In the second essay, Wright offers several gross oversimplifications that actually undermine his main point; namely, that the founding fathers understood the principal-agent problem and devised a government likely to mitigate its worst effects. I was more disappointed, however, in his lack of explanations for how a tripartite structure (executive, legislative, judicial branches) or a bicameral legislature aligns the incentives of the electorate and the elected. He leaves it to the reader to fill in far too many blanks. Relative to the existing literature, the third essay does not add much value to what we already think. Much of what is said here has been said before by such notable economic historians as Douglass North, Rondo Cameron, Lance Davis and Robert Gallman, and economists such as Rafael LaPorta, Andrei Shleifer, Robert Vishny and Daron Acemoglu.

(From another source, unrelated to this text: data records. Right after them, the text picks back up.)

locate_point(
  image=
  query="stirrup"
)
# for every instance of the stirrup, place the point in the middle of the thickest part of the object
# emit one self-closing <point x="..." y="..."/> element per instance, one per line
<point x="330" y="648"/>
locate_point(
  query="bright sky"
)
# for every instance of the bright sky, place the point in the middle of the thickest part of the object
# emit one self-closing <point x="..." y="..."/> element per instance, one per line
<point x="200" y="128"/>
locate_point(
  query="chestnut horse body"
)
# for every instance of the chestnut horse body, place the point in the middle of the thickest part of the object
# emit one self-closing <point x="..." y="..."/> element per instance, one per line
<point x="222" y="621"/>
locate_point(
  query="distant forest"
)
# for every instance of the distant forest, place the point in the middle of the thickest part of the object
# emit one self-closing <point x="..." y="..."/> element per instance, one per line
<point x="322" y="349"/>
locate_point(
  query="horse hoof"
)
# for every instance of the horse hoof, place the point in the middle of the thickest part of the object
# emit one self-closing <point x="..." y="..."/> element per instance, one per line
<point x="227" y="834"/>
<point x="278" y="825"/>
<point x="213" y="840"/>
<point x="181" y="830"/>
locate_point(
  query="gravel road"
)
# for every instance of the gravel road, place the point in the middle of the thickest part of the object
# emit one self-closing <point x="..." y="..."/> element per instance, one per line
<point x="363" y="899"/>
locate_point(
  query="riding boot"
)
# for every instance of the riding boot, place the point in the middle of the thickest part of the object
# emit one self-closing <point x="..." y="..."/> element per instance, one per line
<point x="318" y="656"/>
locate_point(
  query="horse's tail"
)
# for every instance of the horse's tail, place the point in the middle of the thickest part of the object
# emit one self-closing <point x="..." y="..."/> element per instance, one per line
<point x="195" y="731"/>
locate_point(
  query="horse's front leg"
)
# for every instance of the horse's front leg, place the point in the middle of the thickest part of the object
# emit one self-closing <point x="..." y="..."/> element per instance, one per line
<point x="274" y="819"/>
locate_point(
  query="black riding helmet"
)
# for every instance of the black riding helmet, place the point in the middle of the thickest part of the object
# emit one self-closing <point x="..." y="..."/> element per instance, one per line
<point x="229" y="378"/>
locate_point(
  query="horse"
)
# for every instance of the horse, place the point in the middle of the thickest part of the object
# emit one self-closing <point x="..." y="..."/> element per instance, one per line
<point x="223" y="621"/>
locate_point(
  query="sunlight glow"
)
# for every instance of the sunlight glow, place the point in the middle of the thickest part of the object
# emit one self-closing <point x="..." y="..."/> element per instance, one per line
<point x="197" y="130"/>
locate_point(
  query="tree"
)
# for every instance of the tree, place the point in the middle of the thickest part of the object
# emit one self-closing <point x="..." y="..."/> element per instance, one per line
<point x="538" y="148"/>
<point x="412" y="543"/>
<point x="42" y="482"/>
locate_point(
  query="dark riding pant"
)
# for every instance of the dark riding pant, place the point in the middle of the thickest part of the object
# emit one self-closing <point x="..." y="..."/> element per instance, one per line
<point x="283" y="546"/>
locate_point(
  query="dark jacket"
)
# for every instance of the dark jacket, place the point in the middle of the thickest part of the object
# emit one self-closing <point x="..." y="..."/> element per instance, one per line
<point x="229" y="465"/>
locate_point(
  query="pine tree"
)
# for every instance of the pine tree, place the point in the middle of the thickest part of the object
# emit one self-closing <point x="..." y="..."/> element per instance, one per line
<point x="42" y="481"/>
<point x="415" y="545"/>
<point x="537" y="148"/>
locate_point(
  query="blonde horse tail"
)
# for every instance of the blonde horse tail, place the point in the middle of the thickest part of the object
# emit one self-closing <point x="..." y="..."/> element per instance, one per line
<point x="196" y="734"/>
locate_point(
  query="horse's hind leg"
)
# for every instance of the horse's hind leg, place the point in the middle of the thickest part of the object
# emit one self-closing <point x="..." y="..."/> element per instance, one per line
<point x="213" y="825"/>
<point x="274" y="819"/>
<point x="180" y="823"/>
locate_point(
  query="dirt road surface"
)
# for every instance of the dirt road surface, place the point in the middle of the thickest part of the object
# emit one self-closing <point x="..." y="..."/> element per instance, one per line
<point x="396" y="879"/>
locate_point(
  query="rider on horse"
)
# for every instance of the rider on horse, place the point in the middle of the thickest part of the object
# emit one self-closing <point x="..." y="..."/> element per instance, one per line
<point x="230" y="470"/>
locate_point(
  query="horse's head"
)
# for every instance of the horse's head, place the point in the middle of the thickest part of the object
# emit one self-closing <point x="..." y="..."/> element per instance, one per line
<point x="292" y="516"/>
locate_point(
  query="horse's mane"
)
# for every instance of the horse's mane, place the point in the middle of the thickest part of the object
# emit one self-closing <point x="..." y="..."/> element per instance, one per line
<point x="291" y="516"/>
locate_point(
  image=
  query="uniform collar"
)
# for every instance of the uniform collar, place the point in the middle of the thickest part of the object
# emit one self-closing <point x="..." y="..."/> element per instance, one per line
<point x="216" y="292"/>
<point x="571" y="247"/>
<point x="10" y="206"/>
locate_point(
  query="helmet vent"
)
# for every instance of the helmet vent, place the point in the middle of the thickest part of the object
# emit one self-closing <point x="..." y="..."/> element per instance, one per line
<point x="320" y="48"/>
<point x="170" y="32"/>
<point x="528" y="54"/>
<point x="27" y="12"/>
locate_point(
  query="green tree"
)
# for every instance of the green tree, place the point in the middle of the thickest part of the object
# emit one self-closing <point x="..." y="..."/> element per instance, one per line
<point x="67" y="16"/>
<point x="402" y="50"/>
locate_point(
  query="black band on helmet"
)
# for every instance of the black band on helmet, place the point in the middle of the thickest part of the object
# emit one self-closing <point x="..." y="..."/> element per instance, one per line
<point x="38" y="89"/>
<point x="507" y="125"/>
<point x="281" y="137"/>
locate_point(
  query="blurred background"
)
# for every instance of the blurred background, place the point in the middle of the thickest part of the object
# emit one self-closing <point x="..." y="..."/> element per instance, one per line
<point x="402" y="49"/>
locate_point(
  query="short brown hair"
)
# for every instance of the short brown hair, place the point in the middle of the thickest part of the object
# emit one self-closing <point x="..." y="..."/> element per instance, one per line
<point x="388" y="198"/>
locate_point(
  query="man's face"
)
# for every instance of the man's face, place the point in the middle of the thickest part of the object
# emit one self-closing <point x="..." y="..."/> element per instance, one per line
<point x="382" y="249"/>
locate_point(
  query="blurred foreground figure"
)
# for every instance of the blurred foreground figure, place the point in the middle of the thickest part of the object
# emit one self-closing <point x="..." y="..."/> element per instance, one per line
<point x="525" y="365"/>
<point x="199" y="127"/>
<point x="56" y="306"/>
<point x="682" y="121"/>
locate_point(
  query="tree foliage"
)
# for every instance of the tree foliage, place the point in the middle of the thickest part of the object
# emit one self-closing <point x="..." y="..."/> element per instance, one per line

These scholars have plowed this ground before, generally more productively.

My concern with Wright’s dueling essay is that dueling was really acceptable only among the wealthy to begin with. These were men, like Andrew Jackson, Alexander Hamilton and Aaron Burr, who could borrow in personal markets because lenders had a good sense of their business acumen, as well as their assets and liabilities (though some were remarkably adept at hiding large debts). It was small farmers, even middling planters, who had the hardest time conveying information about their acumen and assets, yet among this group dueling was frowned upon. A second problem with Wright’s interpretation is that it relies on an outdated notion of southern society as precapitalist aristocracy. It is an interesting irony that in a book purporting to show that Americans became financially sophisticated at an early stage of development, Wright reverts to an old argument that southerners were financially backward, forced to rely on ancient notions of honor instead of modern capitalist allocation mechanisms.

Despite my quibbles with some of Wright’s conclusions, the book is well worth reading. The author writes in an engaging style and offers more than a couple provocative, well-defended hypotheses. I would characterize Wright’s book as an ambitious attempt to apply the techniques of modern finance to a number of topics not generally thought to be amenable to such an approach. While his reach exceeds his grasp at several points, this shortcoming does not deal a fatal blow to Wright’s book. I fully expect the author, and others, to revisit and refine many of the conclusions offered in this book. I look forward to seeing the results of that research.

Howard Bodenhorn is an associate professor of economics at Lafayette College. His recent publications include A History of Banking in Antebellum America: Financial Markets and Economic Development in an Era of Nation Building (Cambridge University Press, 2000) and State Banking in Early America: A New Economic History (Oxford University Press, 2003).